I think sometimes people believe California is really just a giant parking lot in LA but that's not true :)

Can we talk about Michigan again?

Fireflies have probably flamed out. So let's ask Jean about "rust belt" Michigan.

Brookings has a report up, "A Tale of two Rust Belts: Diverging economic paths shaping community politics."   John Austin, the author summarizes and laments the loss of industrial jobs in the Midwest over the last several decades. But he goes on to argue that not everyplace has fallen into desuetude, not all rust belts cities are the same....some aren't rust belts. His focus is on Michigan. He further argues that places that have moved on are also places that voted Democratic in the 2016 presidential race. He cites the following:

...Apart from Wayne county, home of Detroit’s Democratic base and its African American population stronghold—the big blue votes came from the places that are growing and arguably are succeeding in a changed economy—with more optimistic residents. As Table 1 shows, these metros include:
  • Washtenaw county, home to the world-class University of Michigan and Eastern Michigan University, as well as a growing highly-educated population that includes nearly all the state’s venture investors and innovation community;
  • Ingham county, home to the state capitol and Michigan State University, Michigan’s other top-tier research university;
  • Kalamazoo county: the Kalamazoo Promise, which pays college tuition for all school graduates, has helped spark a downtown revival, aiding economic development efforts that have worked to replace the loss of big anchors like Pfizer Corporation and has brought middle-class families back to the urban core; and
  • Once solidly Republican Oakland County, which surprisingly also went blue. Oakland is home to a well-heeled professional class, a growing middle-class African-American and professional immigrant community, high education levels, and a very diverse economic base.
These communities are growing in population and income, and are attracting and keeping well-educated people. In other words, they are “Rust-Belt” no more.
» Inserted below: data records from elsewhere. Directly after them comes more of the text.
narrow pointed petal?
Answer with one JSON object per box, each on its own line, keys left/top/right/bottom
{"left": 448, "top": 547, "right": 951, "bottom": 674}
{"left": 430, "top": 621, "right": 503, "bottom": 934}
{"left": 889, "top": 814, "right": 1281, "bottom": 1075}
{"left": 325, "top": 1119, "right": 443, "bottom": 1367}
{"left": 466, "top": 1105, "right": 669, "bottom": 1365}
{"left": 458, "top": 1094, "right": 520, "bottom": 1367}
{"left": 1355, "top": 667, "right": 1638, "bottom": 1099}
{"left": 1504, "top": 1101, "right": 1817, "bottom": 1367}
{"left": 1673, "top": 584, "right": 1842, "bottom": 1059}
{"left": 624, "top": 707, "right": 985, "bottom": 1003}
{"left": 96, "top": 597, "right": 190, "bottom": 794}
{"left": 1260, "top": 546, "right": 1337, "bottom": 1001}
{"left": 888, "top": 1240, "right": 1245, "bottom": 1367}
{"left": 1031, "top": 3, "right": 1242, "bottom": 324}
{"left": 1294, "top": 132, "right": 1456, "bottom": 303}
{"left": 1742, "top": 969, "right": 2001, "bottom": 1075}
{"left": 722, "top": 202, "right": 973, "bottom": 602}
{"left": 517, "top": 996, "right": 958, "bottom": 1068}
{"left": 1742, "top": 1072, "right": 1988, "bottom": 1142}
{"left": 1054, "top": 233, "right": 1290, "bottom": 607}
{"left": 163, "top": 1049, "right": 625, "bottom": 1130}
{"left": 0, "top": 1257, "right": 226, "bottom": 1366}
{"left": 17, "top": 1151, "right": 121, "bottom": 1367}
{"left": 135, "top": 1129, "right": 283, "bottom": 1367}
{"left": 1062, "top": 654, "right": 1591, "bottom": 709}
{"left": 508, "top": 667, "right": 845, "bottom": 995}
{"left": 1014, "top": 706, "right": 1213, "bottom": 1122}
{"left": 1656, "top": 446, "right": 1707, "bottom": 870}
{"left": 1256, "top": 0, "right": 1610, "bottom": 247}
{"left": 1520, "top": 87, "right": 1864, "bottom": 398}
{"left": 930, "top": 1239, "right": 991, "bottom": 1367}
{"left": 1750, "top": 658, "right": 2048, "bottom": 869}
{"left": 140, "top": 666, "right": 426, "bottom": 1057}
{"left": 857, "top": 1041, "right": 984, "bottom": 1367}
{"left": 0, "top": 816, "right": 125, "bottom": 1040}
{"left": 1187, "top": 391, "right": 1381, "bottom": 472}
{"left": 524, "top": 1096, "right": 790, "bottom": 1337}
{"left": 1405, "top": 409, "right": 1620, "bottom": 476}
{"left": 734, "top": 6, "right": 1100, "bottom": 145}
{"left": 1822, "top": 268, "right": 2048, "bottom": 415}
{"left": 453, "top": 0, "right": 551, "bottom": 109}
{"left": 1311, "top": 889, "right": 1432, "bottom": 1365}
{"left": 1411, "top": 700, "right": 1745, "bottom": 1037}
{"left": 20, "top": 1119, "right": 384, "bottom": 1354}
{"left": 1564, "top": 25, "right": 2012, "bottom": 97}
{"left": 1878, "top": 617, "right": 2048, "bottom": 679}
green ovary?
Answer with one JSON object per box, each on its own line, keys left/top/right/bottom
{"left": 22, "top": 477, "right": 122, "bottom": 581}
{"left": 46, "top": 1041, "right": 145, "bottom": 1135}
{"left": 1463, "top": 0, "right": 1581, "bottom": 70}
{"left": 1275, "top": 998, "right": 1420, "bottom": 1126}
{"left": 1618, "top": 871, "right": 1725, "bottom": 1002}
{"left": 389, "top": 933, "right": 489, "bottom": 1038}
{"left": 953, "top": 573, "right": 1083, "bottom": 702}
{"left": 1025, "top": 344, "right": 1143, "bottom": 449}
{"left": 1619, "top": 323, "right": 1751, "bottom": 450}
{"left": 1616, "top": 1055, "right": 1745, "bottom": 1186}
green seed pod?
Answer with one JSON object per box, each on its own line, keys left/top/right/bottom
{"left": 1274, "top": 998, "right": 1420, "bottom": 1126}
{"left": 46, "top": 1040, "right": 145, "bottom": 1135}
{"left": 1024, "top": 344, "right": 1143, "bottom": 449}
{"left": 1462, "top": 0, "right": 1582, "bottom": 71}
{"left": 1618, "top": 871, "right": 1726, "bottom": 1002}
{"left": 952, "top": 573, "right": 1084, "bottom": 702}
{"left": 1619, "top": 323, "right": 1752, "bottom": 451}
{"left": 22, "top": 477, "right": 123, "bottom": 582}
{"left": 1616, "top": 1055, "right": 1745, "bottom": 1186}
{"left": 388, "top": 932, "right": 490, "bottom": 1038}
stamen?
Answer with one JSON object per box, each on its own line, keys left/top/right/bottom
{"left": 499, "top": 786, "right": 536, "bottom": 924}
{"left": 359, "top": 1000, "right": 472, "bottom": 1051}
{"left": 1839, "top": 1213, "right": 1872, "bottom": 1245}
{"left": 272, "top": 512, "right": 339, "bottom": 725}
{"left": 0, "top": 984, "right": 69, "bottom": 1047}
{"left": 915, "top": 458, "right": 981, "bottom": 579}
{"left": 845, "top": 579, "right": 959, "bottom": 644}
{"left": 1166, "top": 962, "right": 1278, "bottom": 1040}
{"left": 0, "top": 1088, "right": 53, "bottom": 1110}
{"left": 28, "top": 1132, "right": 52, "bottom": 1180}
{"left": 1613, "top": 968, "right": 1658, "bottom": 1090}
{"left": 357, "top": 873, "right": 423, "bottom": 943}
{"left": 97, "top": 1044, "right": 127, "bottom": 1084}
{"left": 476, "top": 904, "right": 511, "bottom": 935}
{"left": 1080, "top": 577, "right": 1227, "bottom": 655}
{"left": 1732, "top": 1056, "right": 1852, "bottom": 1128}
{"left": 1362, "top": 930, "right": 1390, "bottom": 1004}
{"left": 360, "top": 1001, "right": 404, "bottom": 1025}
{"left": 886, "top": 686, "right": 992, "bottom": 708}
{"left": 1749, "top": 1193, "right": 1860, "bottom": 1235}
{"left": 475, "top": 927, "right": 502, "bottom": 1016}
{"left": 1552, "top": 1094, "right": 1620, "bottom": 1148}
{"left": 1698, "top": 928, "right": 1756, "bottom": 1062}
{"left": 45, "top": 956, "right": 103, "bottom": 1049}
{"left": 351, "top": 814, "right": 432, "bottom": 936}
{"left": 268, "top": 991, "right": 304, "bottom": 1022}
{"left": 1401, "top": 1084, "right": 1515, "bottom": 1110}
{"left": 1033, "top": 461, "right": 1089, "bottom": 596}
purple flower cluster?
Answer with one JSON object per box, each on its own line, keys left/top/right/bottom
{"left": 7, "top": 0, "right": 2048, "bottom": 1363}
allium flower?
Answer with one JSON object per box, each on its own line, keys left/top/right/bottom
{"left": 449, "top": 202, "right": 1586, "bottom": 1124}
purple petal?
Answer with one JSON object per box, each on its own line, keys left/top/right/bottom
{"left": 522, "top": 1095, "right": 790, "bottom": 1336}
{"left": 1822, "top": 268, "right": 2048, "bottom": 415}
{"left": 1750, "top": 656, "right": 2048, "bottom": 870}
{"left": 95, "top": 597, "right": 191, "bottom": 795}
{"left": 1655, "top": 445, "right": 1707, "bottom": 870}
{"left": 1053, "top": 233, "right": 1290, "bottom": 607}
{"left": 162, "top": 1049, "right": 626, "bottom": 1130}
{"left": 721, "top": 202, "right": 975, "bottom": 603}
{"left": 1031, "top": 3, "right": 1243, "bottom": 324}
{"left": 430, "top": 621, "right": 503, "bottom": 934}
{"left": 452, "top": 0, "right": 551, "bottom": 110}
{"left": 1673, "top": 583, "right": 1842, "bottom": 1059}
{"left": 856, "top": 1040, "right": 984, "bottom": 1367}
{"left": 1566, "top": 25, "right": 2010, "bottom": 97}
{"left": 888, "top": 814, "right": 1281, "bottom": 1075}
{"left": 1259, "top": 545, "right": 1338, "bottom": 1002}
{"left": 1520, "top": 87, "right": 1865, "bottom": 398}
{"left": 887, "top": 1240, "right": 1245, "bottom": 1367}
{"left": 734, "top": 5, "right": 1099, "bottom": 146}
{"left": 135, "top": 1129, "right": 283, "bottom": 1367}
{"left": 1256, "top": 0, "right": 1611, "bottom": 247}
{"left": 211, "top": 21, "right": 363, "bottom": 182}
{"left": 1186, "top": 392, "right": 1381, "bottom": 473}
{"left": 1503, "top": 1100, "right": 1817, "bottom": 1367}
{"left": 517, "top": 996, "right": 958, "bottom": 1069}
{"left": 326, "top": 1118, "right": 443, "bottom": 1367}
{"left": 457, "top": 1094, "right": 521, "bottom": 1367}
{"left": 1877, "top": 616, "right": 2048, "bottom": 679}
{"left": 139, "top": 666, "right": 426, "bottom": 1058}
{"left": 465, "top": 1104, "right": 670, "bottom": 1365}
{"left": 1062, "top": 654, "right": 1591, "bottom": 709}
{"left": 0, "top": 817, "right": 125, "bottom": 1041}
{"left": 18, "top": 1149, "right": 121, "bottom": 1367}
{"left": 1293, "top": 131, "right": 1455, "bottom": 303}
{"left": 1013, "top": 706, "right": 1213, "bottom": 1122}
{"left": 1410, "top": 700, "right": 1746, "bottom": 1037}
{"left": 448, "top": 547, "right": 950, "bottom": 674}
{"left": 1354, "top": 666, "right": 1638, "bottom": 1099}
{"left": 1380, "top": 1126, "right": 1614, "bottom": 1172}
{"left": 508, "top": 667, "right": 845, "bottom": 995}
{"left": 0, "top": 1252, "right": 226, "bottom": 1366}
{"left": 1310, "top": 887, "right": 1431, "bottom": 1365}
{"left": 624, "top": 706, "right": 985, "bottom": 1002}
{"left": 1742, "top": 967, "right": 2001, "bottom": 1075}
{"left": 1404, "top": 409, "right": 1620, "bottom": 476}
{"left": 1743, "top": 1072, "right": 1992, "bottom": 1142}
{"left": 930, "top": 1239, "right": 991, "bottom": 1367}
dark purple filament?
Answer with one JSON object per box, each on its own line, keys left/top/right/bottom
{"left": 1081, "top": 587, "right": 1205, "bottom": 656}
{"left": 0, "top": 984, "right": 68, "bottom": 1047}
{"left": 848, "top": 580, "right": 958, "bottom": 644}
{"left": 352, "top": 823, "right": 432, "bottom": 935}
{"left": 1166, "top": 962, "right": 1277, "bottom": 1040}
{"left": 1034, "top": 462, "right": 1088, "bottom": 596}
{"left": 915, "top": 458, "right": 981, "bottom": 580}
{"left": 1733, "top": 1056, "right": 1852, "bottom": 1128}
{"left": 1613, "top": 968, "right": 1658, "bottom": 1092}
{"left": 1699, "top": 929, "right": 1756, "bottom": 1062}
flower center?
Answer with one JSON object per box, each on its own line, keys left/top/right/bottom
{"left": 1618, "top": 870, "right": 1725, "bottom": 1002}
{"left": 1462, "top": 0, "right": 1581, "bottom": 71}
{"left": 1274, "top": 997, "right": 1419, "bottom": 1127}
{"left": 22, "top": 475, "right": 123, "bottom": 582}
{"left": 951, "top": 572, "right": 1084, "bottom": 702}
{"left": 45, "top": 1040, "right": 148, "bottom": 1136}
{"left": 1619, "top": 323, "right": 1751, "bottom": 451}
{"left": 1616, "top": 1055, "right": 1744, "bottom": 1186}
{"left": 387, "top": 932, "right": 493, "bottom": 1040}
Jean Raber: What's your view on this?

Thursday, July 13, 2017

How Big?

The glacier that broke off Antarctica is:
  • Twice the size of Luxembourg and Samoa;
  • Approximately the same size as Delaware or Brunei;
  • Nine times the size of Singapore;
  • Four times the size of London and seven time that of New York City.
In other words, it's pretty big, or as Calvin Trillin might say, bigger than a carrot and a bread box combined.